CRÓNICAS PLURICULTURAIS
145. NÃO SOMOS A MEDIDA DE TODAS AS COISAS (II)
O que é mais poderoso que o homem é tradicionalmente associado ao nome de Deus. Nesta perspetiva, sendo omnipotente e o criador de todas as coisas, e Job um homem bom, piedoso e justo, interrogamo-nos porque se manteve Deus mudo perante o seu sofrimento, exercendo sobre ele, que não fora mau, o seu poder implacável, apesar da sua fidelidade, aflição e humildade, acabando por lhe endereçar uma das mais pertinentes interpelações do Velho Testamento (ver texto anterior).
Enquanto as vozes e lamentos de Job não chegavam ao céu, sendo vítima de sucessivas provações que o levaram a amaldiçoar o dia em que nasceu, a sua agonia e humilhação é, para muitos, bárbara, cruel e mesquinha, um momento injustificável da ausência e do silêncio de Deus, levando-os a não crer num Deus do bem e misericordioso, antes sim num Deus inflexível, punitivo e mau que, podendo, não elimina o mal.
Esta apatia de Deus à dor, esta omissão e indiferença na relação que devemos ter com o outro, que deve ser o centro do nosso olhar e compaixão quando sofre, conduz muitas pessoas a questionarem-se se se pode acreditar em Deus, concluindo que não e tornando-se ateus.
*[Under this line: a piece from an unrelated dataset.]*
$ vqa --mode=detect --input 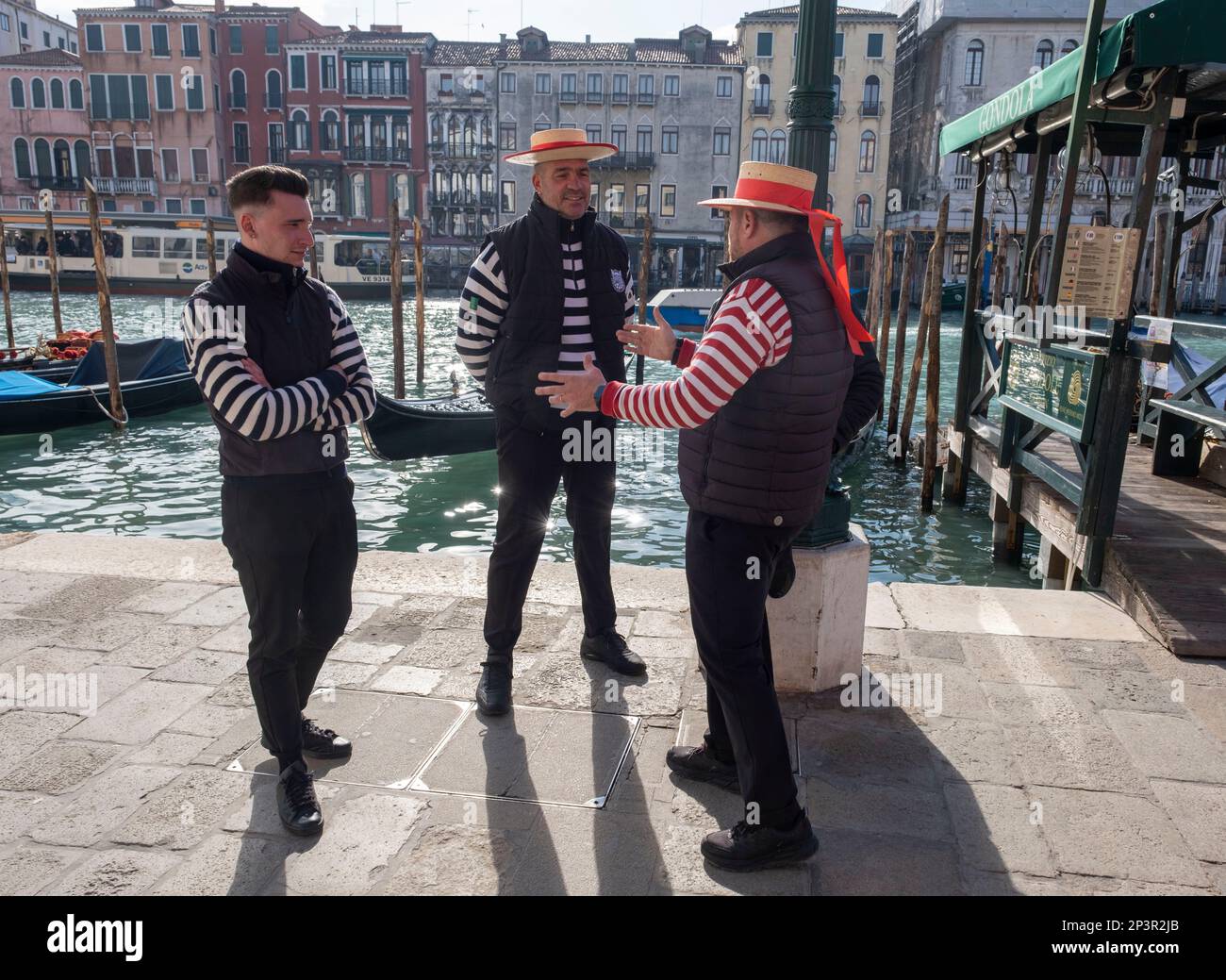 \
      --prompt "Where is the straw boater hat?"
[503,129,618,164]
[699,160,818,217]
O mesmo perante os horrores do holocausto, a iniquidade de Auschwitz e do Goulag, os males da guerra e a pedofilia. Se Deus é infinitamente bom e criador do universo, porquê um Deus castigador, vingativo e sacrificial? Recordo, da minha infância, uma catequista ter justificado com a ira de Deus o afundamento do Titanic, provocado por um icebergue, dada a soberba humana de o ter como inafundável, sendo um exemplo de arrogância, vaidade e luxúria (pecado mortal).
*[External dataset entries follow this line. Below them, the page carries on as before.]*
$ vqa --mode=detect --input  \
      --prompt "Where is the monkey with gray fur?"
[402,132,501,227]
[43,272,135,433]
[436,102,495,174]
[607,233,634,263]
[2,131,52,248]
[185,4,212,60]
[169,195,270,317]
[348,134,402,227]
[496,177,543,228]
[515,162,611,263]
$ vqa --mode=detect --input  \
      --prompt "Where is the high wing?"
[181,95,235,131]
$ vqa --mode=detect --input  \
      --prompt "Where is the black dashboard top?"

É uma, entre várias, interrogações e interpretações, todas legítimas, em paralelo com a de que o universo é mais poderoso que nós, seres humanos frágeis e mortais, limitados na nossa finitude e imperfeição, portadores do bem e do mal, daí o afirmarmos, amiúde, que ninguém é perfeito, embora perfectíveis.
Pode compreender-se, assim, que quando Job reclamou de Deus que lhe explicasse o facto de ter permitido que a sua vida se transformasse num acumular de sofrimento, apesar de ser um homem bom, a resposta se baseasse em chamar-lhe a atenção para as leis dos fenómenos naturais, que nos ultrapassam, como os rios, oceanos, relâmpagos, trovão, chuva, orvalho, granizo, neve, astros, céus, a que podemos adicionar a imensidão e o esmagamento de glaciares, icebergues, desertos, montanhas, dado que o universo é maior que nós, não estando ao nosso alcance saber a que lógica obedece, não admirando que Job não compreendesse o porquê do que de ilógico, em termos humanos, lhe acontecera, o que não demonstra que o universo seja ilógico per si.
Há inúmeros fenómenos no universo que diminuem a nossa dimensão, que nos fazem sentir a nossa pequenez e fragilidade, que indiciam e transportam em si uma força, grandeza e monumentalidade maior, que nos ameaçam e desafiam, provocando-nos admiração e respeito, mesmo se humilhados porque mais poderosos que nós, o que se pode combinar com um desejo de adoração ou exclamação diante do ilimitado e sublime, lembrando-nos que a nossa vida (e a razão) não é a medida de todas as coisas, o que não implica aceitar, sem mais, a indiferença e a resignação.